The shelters on campus full of cigarette stubs are a strange sight, given the prominent blue sign above with a tick and a text saying smoke-free generation. The shelters were originally built as smoking corners and even after the ban on smoking they are still used as such. But that is set to change, says Martijn van den Heuvel, head of Integrated Facility Management. The shelters will be taken down.
That is part of a new campaign to make the campus genuinely no smoking. The campus officially became a no-smoking zone in July 2020. At first, pretty much everyone kept to this rule. But over time, students and staff have increasingly started smoking openly on campus. The old smoking shelters, which had been rebranded as outdoor working sites, have regained their original function as a result.
Confront smokers
But it is difficult to enforce the ban on smoking, says Van den Heuvel. ‘We want to do it, but we don’t have the tools. We aren’t allowed to impose fines. We can’t even ask smokers for their ID. And yet, as an organization, we can get fined if we don’t enforce the ban.’ That disparity in the rules means all they can really do is confront people who are smoking.
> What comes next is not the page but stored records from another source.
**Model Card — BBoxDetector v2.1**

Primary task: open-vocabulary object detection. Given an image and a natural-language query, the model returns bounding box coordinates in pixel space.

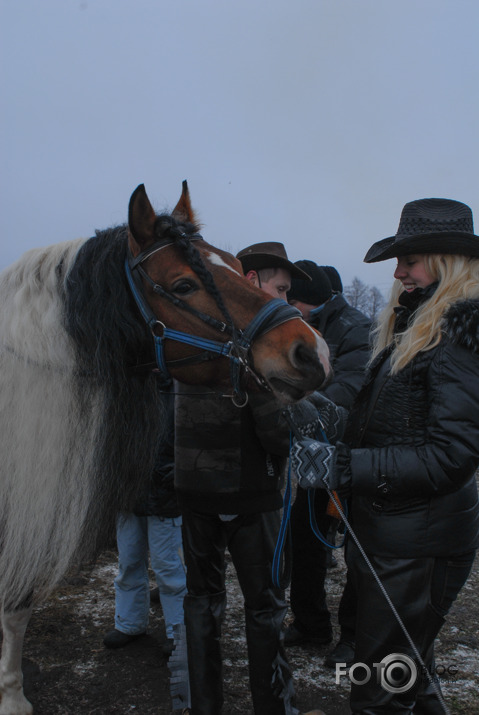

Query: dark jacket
[311,294,371,408]
[175,383,324,514]
[134,394,180,518]
[344,301,479,558]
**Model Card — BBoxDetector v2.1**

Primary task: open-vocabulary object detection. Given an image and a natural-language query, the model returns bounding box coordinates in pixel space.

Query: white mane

That is exactly what they will be doing in the coming weeks. Teams of students, clearly visible in their yellow jackets, will be going round campus confronting smokers about their behaviour. Smokers will get a symbolic yellow card, intended as a light-hearted gesture. Van den Heuvel: ‘We explain that the campus is no smoking and that this is a nationwide measure. Two yellow cards don’t make a red card though. There are no sanctions. We assume people will be cooperative.’
Tick
Van den Heuvel says the will to cooperate is there. That is evident from conversations with smokers carried out by interns at Facilities & Services in the preparation for the campaign. ‘Smokers were well-meaning but they often didn’t realize the ban is a nationwide measure, not a WUR rule. Or they see the blue sign but interpret the tick as meaning smoking is allowed. At any rate, that’s their excuse.’
In the past few years, the company Peukenzee has been hired four times to clear up the cigarette ends. They found about 5,000 cigarette stubs each time. ‘The picture is reasonably stable,’ says Van den Heuvel. ‘It’s not getting out of hand. But a green university shouldn’t have cigarette butts lying around everywhere, because it’s bad for the environment as well.’